Kalshi API ──▶ Ingestion ──▶ PostgreSQL ──▶ Scoring ──▶ Alerts ──▶ Email
│ │ │
Every 5 min Every 5 min Every 5 min
(markets, (6 signals (if score
trades, computed, exceeds
orderbooks) weighted, threshold)
labeled)
System Architecture
Technical overview of how the Kalshi Unusual Market Activity Monitor is built and deployed
Tech Stack
| Layer | Technology |
|---|---|
| Web Framework | FastAPI (async Python) |
| Server | Uvicorn |
| Database | PostgreSQL via asyncpg + SQLAlchemy |
| Scheduler | APScheduler (in-process) |
| Resend API | |
| Templates | Jinja2 + Pico CSS |
| Hosting | Railway (Hobby plan, auto-deploy from GitHub) |
Data Pipeline
Data flows through five stages on a continuous loop:
1. Ingestion Layer
The ingestion layer pulls data from the Kalshi public API and stores it in PostgreSQL.
Market Sync
Streams all open markets from Kalshi page-by-page via async generators (200 per batch) to stay under the 512MB RAM limit. Skips the Sports category. Maps each market to its event category. Marks markets as eligible or ineligible based on volume and open interest thresholds.
Trade Sync
For each eligible market, fetches recent trades since the last known timestamp. Stores individual trade records with price, size, side, and timestamp.
Orderbook Sync
Snapshots the current bid/ask/spread for eligible markets. Hardened against malformed API data with try/except guards around float conversions.
API Client
Async httpx client with cursor-based pagination, automatic rate limit handling (auto-retry on HTTP 429), and batched async generators to keep memory usage low.
2. Scoring Engine
The core intelligence. Computes a composite anomaly score (0–100) for each eligible market using six weighted signals. Each signal compares the market's current behavior to its own 7-day historical baseline.
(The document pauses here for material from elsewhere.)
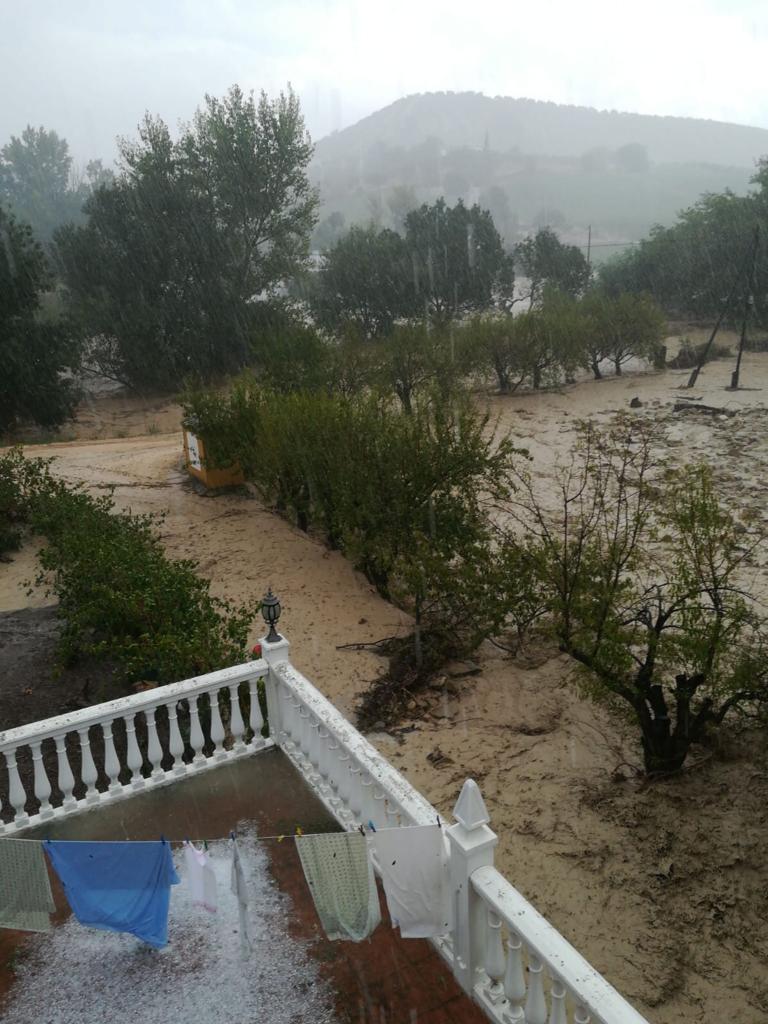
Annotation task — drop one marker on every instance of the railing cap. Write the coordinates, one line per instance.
(470, 809)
| Signal | Weight | What It Detects |
|---|---|---|
| Trade Size | 30% | Individual trades that are abnormally large vs. the market's historical baseline |
| Price Impact | 25% | Price moving more than expected given trade volume |
| Liquidity | 20% | Spread widening or thinning books — someone draining liquidity |
| Clustering | 15% | Bursts of trades concentrated in a short time window |
| Timing | 5% | Activity during off-hours when informed traders tend to operate |
| Cross-Market | 5% | Correlated unusual activity across related markets in the same event |
A confirmation gate prevents false positives: at least one primary signal (Trade Size or Price Impact) must score 60+ and one secondary signal must score 40+ for a market to reach "High" or above. Markets failing the gate are capped at 54.99.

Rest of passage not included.